朗読コンテストでいいな、と思ったのは、学び始めた学生から上級者まで同じ土俵にたてることだ。これがスピーチコンテストだと、ある程度学んだ学生しか参加できない。スピーチコンテストでも、たまに意味がわからず、まる覚えをして参加する学生もいるが、質疑応答があるとそれが見えてしまうし、元よりそういう人の参加を想定していないだろう。朗読コンテストでは紙を参照することができるので、意味がわからなくても読めればよい。更に、実際、朗読の上手下手は聞いてわかるが、それが必ずしも日本語の上手下手とはかかわりないこともあるように見えた。
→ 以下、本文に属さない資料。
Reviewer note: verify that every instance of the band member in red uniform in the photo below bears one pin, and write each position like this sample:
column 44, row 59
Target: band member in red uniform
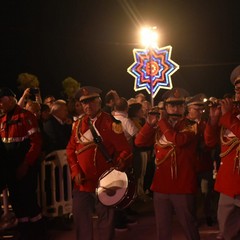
column 21, row 143
column 175, row 181
column 87, row 162
column 204, row 165
column 224, row 126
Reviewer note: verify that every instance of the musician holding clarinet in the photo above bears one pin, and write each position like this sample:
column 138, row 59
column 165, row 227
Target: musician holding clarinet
column 224, row 127
column 97, row 144
column 174, row 183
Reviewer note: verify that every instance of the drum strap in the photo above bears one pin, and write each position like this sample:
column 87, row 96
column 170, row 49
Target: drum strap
column 98, row 141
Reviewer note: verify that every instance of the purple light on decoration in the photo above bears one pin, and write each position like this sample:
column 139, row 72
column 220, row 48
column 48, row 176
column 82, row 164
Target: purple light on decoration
column 152, row 65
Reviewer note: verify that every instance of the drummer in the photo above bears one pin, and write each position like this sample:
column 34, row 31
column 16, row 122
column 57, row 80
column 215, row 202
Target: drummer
column 97, row 144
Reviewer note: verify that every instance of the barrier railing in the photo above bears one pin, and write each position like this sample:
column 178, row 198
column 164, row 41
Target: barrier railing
column 55, row 185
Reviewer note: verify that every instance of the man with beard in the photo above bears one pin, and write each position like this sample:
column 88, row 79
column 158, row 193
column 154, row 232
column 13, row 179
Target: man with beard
column 175, row 181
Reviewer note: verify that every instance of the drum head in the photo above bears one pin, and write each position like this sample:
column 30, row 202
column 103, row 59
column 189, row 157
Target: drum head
column 112, row 187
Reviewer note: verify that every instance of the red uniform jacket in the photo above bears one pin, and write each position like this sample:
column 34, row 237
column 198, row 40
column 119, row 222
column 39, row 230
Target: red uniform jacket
column 84, row 155
column 175, row 159
column 21, row 137
column 228, row 131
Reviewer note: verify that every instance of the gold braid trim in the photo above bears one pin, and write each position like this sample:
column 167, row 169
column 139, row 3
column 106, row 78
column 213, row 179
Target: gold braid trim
column 231, row 143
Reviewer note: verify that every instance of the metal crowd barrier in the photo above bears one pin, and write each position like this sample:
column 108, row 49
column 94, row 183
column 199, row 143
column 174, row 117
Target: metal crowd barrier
column 55, row 185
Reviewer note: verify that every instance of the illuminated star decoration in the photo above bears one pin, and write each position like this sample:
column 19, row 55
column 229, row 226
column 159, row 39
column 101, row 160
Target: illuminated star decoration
column 152, row 65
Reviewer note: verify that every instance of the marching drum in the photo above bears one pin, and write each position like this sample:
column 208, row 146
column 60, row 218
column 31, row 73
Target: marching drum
column 116, row 189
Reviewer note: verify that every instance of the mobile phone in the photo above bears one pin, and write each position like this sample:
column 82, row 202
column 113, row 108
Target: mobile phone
column 34, row 91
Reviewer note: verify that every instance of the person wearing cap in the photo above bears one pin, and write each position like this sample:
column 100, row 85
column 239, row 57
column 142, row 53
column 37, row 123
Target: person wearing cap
column 204, row 163
column 87, row 162
column 175, row 181
column 110, row 98
column 57, row 128
column 21, row 141
column 224, row 126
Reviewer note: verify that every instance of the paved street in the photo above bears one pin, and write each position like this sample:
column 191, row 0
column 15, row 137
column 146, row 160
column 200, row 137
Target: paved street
column 145, row 228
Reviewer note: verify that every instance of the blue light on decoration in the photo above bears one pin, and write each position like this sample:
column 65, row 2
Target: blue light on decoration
column 152, row 69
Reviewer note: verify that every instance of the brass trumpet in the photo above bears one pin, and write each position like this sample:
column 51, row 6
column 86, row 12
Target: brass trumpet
column 215, row 102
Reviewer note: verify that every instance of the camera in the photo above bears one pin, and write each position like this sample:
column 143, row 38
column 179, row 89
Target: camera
column 34, row 91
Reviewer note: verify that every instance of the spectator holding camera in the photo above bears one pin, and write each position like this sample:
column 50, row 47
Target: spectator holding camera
column 28, row 93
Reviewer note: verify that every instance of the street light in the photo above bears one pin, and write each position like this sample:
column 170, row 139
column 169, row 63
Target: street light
column 149, row 38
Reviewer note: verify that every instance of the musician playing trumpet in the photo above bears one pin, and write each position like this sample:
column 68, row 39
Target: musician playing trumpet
column 89, row 156
column 175, row 182
column 224, row 127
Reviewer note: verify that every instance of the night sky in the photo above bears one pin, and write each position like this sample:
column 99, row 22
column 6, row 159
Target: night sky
column 92, row 42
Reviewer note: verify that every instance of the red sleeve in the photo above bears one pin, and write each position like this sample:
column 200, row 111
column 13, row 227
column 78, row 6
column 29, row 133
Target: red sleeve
column 231, row 122
column 179, row 138
column 211, row 135
column 146, row 136
column 71, row 155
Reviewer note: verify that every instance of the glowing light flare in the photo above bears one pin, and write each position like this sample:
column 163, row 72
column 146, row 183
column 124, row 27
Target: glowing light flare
column 152, row 70
column 149, row 37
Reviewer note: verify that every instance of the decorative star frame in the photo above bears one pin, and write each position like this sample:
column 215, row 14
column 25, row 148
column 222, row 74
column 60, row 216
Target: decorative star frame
column 152, row 69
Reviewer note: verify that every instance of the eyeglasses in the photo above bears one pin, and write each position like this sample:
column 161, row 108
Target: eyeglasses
column 51, row 101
この大学の日本語は第二外国語としての科目である。授業は学期ごとで、全学の学生が選択して履修する。第二外国語であるが、なかなかの実力者もいて、ディベート大会で、日本語主専攻のチームに勝ち優勝した学生たちもいる。今回は、その学生たちが裏方に周り、「小老師」として朗読の指導をしたり、きのうのコンテストでも司会や審査員の接待、はては私の通訳までしてくれた。
こういうコンテストがあると、学内の日本語好きな学生が集まってくる。そこで、自分の前を行く先輩たちを見ることができる。私が担当する「日文(一)」クラスの学生も見に来ていた。(日文一はいわゆる0初級クラス)私と目があって「今日は見に来てみたんだ」というので「来年は参加したら」と言うと「うん、参加する」とやる気まんまんでこたえていた。

全体として雰囲気もよかった。最後の表彰で、優勝者に審査員の先生が「もう一度(朗読)やる?」と言ったら、みんなから「もう一度、もう一度」と声があがり、優勝した学生がもう一度朗読をした。その学生「いいの?」と言いながらも、紙を見ずに朗読を始め(すごい!)、途中ですかさず裏方の学生が紙を渡し、最後まで朗読を終えた。優勝した学生も、「もう一度」と言った観客も、機転をきかせた学生も、お見事!だった。

2011年10月18日火曜日

英語が役に立った(?)―3gaからMP3へのファイル変換―

元々、「役に立つ」とか「実用的」という言い方は好きではないが、昨晩、実感したこと。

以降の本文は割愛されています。